3 March 2011
This short hiatus in posts can be explained by my recent very enjoyable trip to Freiburg, a Germany city close to the French and Swiss borders and the Black Forest. I was invited to speak to this year's Forum on Enviromental Governance, an event organised by the students of the University MSc in Environmental Governance.
Freiburg styles itself as the 'greenest city in the world' and was voted Germany's greenest city last year. Many of the design features - such as co-housing developments and local food markets - were familiar to me from Stroud. The difference was in terms of scale, and also of the commitment to inclusive ecological communities (such as the famous Solarsiedlung, or 'solar village') and the excellent public transport systems you expect in Germany.
I had assumed that these developments would have grown up with the active support of the local authority, but it seems that even in Germany eco-activists have to lead the way. The famous Vauban development, where eco-homes powered by the sun have replaced a US army base, was privately funded and faced problems with planning permission at every stage.
During my visit I stayed at the Hotel Victoria, which claims to be the world's greenest.

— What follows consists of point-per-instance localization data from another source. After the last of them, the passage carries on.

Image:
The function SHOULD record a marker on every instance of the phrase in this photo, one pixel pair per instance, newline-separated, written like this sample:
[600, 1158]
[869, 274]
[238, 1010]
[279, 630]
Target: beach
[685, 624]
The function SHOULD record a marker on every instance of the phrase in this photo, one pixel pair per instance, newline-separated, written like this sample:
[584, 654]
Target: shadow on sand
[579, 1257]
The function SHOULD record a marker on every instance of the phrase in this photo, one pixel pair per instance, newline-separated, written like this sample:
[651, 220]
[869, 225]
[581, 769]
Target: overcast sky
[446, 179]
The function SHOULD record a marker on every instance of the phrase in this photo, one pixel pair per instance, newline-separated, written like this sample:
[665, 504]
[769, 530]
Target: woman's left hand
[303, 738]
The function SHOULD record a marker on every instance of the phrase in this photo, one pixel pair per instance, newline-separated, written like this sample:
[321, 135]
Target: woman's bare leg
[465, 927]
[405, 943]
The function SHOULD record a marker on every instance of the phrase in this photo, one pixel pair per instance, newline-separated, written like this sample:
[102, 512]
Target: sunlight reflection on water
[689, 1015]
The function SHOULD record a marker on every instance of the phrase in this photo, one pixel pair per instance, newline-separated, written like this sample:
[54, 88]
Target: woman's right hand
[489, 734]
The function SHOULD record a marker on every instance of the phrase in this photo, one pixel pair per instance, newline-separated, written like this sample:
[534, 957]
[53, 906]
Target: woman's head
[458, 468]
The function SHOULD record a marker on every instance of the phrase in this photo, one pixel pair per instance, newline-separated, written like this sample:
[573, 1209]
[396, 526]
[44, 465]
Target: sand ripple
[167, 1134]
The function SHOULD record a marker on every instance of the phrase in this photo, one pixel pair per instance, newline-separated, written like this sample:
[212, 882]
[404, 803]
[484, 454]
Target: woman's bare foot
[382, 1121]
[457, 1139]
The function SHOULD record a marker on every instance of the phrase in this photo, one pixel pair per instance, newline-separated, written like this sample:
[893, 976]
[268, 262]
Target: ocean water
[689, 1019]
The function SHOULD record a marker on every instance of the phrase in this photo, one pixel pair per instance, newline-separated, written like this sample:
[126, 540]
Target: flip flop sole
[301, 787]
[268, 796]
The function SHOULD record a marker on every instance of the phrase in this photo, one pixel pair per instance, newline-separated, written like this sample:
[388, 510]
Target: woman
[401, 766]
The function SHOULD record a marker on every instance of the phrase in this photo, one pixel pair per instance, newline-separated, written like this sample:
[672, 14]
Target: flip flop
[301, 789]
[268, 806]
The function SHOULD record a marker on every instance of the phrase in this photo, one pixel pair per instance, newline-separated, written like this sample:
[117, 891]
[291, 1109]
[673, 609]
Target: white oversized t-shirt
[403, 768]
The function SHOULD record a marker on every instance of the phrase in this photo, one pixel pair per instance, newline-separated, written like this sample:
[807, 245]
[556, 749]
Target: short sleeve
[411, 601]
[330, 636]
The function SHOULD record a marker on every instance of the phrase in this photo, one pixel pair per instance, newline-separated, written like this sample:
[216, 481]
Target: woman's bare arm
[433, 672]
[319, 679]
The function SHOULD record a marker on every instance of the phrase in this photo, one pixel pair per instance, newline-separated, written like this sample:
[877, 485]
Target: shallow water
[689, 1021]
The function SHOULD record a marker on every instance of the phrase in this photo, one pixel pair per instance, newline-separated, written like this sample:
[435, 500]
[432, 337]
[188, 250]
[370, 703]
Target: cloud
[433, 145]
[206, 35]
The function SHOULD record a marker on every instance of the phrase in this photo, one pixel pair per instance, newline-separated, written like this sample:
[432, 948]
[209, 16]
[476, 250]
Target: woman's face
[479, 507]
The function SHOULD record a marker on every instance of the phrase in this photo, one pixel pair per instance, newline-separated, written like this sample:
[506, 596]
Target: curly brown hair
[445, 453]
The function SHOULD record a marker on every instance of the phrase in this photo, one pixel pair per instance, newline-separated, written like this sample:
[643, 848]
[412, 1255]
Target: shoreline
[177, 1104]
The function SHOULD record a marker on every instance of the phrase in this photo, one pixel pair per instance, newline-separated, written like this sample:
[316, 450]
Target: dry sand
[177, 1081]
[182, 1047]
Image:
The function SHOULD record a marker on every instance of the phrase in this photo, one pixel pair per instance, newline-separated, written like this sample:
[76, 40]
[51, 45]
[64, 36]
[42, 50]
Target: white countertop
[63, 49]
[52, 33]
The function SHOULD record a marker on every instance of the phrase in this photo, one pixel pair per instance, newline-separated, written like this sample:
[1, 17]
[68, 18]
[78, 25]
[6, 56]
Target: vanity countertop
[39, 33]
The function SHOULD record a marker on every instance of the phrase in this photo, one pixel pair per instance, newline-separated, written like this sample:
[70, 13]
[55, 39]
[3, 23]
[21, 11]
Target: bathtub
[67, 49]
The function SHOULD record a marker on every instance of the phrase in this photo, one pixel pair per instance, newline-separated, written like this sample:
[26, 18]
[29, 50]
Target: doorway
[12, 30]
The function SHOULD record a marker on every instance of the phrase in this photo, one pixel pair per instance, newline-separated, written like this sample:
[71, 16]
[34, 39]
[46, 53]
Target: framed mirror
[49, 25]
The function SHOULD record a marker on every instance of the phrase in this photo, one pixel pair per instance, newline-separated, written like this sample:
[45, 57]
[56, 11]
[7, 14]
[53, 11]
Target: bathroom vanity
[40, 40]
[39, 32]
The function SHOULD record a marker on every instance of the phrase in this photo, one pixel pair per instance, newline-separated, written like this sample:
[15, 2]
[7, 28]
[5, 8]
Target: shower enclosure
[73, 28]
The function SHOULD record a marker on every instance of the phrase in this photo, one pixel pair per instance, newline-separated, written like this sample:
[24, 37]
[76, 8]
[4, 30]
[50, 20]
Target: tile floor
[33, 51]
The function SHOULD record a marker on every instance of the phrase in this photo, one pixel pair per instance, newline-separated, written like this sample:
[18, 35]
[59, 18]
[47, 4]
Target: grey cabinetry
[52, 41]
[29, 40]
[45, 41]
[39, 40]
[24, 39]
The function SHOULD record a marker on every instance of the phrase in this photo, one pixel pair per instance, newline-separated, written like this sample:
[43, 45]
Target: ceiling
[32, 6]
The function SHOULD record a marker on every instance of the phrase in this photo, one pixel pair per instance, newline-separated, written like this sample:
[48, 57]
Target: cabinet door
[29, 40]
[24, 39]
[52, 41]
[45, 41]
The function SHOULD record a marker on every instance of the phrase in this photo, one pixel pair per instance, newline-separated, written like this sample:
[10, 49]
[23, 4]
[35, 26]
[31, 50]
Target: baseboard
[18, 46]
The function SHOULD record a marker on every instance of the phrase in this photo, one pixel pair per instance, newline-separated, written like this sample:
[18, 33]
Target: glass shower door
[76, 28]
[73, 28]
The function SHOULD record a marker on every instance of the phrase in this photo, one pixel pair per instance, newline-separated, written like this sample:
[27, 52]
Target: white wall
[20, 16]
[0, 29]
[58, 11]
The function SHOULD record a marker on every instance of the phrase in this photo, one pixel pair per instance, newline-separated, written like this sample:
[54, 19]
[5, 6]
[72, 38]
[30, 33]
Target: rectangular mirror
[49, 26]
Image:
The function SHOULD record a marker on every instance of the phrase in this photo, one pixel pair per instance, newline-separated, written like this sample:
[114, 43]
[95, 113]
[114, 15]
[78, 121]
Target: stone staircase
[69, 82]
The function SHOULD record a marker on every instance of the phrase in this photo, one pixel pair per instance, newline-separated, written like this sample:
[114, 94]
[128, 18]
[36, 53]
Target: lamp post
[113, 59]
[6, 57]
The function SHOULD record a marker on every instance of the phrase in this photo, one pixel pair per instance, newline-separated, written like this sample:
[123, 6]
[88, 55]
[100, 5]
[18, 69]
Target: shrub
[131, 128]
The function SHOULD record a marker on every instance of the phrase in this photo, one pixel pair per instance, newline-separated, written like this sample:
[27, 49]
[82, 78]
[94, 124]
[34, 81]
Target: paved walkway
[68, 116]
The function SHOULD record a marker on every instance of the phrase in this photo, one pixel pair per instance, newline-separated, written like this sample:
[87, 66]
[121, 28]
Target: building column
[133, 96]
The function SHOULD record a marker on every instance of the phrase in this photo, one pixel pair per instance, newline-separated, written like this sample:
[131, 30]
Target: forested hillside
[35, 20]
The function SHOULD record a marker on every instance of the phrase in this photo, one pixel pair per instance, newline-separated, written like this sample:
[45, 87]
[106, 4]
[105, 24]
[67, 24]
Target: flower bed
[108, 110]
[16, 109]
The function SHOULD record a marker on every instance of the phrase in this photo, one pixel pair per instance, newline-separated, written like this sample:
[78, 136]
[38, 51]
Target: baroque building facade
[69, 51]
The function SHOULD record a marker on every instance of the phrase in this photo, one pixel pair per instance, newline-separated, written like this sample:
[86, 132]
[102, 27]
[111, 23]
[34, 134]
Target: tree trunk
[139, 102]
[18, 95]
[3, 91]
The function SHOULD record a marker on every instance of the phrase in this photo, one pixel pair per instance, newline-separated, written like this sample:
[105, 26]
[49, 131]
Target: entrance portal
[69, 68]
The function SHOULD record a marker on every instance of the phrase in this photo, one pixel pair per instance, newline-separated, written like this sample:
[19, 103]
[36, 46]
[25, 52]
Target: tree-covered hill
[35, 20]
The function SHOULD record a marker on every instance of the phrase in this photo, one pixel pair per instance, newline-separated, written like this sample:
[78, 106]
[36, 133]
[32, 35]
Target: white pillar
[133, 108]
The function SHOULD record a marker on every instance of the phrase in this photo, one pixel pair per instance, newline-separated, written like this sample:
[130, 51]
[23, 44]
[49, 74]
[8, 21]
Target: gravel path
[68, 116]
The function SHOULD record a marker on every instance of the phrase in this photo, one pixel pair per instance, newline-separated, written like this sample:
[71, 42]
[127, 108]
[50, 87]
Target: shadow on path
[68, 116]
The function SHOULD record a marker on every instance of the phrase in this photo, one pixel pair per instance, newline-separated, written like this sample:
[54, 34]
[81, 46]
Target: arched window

It uses no fossil fuels, relying on solar panels, four small wind turbines, and wood pellets from the local forest resource. The level of luxury in the hotel (and the expense) did make me question the concept of 'prosperity without growth'. I am fairly sure that the level of comfort enjoyed in the hotel is not possible for all the world's citizens.
Which brings me to the content of the conference itself. Like many who come to a first consideration of 'the green economy', the students had focused on technical and design aspects. The two first speakers were Ernst Ulrich von Weiszacker, he of Factor-4 and now Factor-5 fame. His claims that energy efficiency could solve the ecological-economic crunch were undermined by Ulrich Hoffman, head of sustainable development at UNCTAD, who quoted Tim Jackson's figure that a 128% increase in efficiency would be necessary to ensure a Western lifestyle to all the world's people, if we assume current population growth trends.
My own contribution was to raise the social, political and cultural questions around a green economy. The students were very interested in the Transition Towns, although they left little space to consider how we are to make changes to our consumption expectations if we are to make a deep green economy a reality. Overall it was a realy inspiring visit. The city itself is a wonderful model, but so is the university and its openness to genuine learning. The 19 MIG students, from 26 countries, will be sustainability leaders and we would benefit greatly in the UK from similar courses.